Hay un decrecimiento de las formas, pero también del fondo. Escobar, si ingresara hoy al Congreso, no necesitaría arrebatarle la corbata al empleado, pues nadie la usa. Ahora está permitido entrar en mangas de camisa –el cuello de tortuga tiene otros fines– o como bien se quiera, todo, claro está, en homenaje a la modernidad, al pluralismo y al libre desarrollo de la personalidad.
Del lenguaje, ni hablar. Atrás quedaron los tiempos de los grandes oradores que discurrían con respeto a las reglas de la sintaxis y sin mezcolanza de temas.

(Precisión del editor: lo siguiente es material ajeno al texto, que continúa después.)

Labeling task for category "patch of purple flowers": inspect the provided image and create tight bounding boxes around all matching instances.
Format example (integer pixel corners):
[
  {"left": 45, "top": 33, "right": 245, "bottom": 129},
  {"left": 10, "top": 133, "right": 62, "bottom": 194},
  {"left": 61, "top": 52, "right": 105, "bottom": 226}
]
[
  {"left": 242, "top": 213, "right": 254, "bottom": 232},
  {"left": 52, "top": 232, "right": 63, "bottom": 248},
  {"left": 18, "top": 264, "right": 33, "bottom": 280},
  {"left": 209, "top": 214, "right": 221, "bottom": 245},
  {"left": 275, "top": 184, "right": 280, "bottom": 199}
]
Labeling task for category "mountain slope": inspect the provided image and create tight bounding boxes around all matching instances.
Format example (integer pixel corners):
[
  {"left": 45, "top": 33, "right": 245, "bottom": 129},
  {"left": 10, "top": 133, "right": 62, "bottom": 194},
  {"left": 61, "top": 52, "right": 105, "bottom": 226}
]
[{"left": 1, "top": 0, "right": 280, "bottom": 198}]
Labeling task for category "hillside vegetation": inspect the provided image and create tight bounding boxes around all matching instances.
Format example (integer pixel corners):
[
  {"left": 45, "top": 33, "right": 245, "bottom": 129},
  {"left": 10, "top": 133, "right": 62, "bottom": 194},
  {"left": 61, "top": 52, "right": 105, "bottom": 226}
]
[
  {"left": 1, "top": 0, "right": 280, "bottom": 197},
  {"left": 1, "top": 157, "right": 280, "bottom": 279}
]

En el fondo, la ausencia de partidos permite el “voltearepismo” sin rubor. Termino con una anécdota: hace unos años fui a visitar a mi hija Rosita, que hacía una maestría en Madrid; allí, dos “concejalas” que habían cambiado de partido, tal vez del Psoe al Partido Popular, fueron víctimas de lo que ahora se llama bullying; si iban a teatro, a restaurantes o a cine, cuando las identificaban, la gente les gritaba “tránsfugas”. Para evitar la ofensa no tuvieron otro remedio que ponerse pelucas. A veces pienso que, si eso se diera en Colombia y en medio de la crisis financiera de ahora, se podría disparar la economía por la gran demanda de pelucas.